An already explored way to overcome this situation is through the reaction of phenylhydrazine with sodium nitrite, which leads to the production of phenylazide (Scheme 1).15 A methodology with a similar strategy was also developed by Siddiki et al.16 using hydrazine hydrate and starting from anilines (Scheme 1). In this methodology, nitrite was responsible for the diazotization of aniline and the in situ production of azide when reacting with hydrazine. However, it is common for hydrazine to also be subject to government control, making it difficult to obtain.
Warmuth and Malkoviec17 used these methodologies for the synthesis of 13C6-phenilazide starting from 13C6-aniline (Scheme 1). Initially, 13C6-aniline was used to produce 13C6-phenylhydrazine hydrochloride by the classical method through diazotization of aniline and reduction of the diazo group with SnCl2. Phenyl hydrazine then reacted with sodium nitrite in a two-phase system to produce phenyl azide in 55% yield. Although it has already been shown that azidobenzene can be produced via oxidation of phenylhydrazine, this strategy has not yet been seen in the literature being used to produce substituted aryl azides.
Considering the synthetic importance of aromatic azides and the potential difficulty in obtaining sodium azide for their production, this work carried out the optimization of a one-pot methodology for the synthesis of a series of phenylazides starting from anilines and sodium azide-free.
Results and Discussion
The first attempt to produce phenylazide was carried out with what is already available in the literature: initially, diazotization and reduction of the diazo group were carried out, producing phenylhydrazine17 and then its reaction was carried out with NaNO2 in a biphasic system (Scheme 2).15
Attempts were made to reproduce this methodology. Although it was possible to obtain phenylhydrazine in yields consistent with those reported in the literature, it was not possible to obtain phenylazide in yields greater than 20%. Therefore, tests were carried out to optimize this methodology. As phenylhydrazine had been obtained in good yield, the focus of optimization was entirely on the step of converting phenylhydrazine to phenylazide. The tests performed are summarized in Table 1.
In the first optimization attempt, the entire procedure was performed as in the literature,15,17 but in a one-pot manner (entry 1), and there was a slight improvement in the yield for obtaining phenyl azide, from 20 to 29%. Next, the reaction was tested without the use of an organic solvent (entry 2), but curiously, the formation of aromatic azide was not detected.
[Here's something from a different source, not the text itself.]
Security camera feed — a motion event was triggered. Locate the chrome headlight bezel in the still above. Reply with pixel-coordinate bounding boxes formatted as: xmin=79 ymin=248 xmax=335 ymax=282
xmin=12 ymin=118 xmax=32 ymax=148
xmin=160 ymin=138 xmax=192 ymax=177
This may be due to the better solubility of organic azides in nonpolar solvents. With this result, all the following procedures were also carried out in a one-pot manner. The solvent exchange was performed to study the impact of solvent polarity on the reaction (entries 1, 3, and 4). The solvent formed a two-phase system in the final stage and the best result was obtained with hexane, without any considerable change using 2 or 3 equivalents of NaNO2. As the best initial result was obtained with a completely non-polar solvent, tests were not carried out with solvents of higher polarities. Next, a study of the impact of the diazotizing agent used was performed. To this end, the protocol was applied using isopropyl nitrite, t-butyl nitrite, and pentyl nitrite. Among the four nitrites used, isopropyl nitrite (entry 8) was the most prominent, with a 63% yield. As with NaNO2, the use of 3 equivalents of isopropyl nitrite did not show much difference compared to the use of 2 equivalents.
This methodology was applied to the synthesis of other aromatic azides by varying the substituent attached to the aromatic ring (Table 2).
Using this protocol, it was possible to obtain azides with yields between 22 and 66%. Plausible mechanism for the oxidation of organic hydrazine to organic azide is described in Scheme 3. Based on this mechanism, it was expected that electron-withdrawing groups in the ring would decrease the nucleophilicity of the hydrazine group. This electron-withdrawing effect translated into a decrease in yields, with the exception of derivatives with a chlorine atom in the para position. In fact, aromatic azides with chlorine atoms in the para position had higher yields than azidobenzene. However, the derivative with R = 2,5 diCl, presenting a chlorine atom in the meta position, had the worst yield in the series. Added to the yield of azide bearing R = 3-OMe, this result may suggest that an inductive electron-withdrawing effect at the meta position is in conflict with the reaction mechanism. In the ortho position, as in R = 2,5-diCl and R = 2-Cl-4-NO2, without the resonance donating effect in the para position, the chlorine atom could be sterically hindering a nucleophilic attack. The inductive donating effect of R = 4-Me was not enough to increase the nucleophilicity of the hydrazine group. Lower yields were also present with resonance electron-withdrawing groups in the para position.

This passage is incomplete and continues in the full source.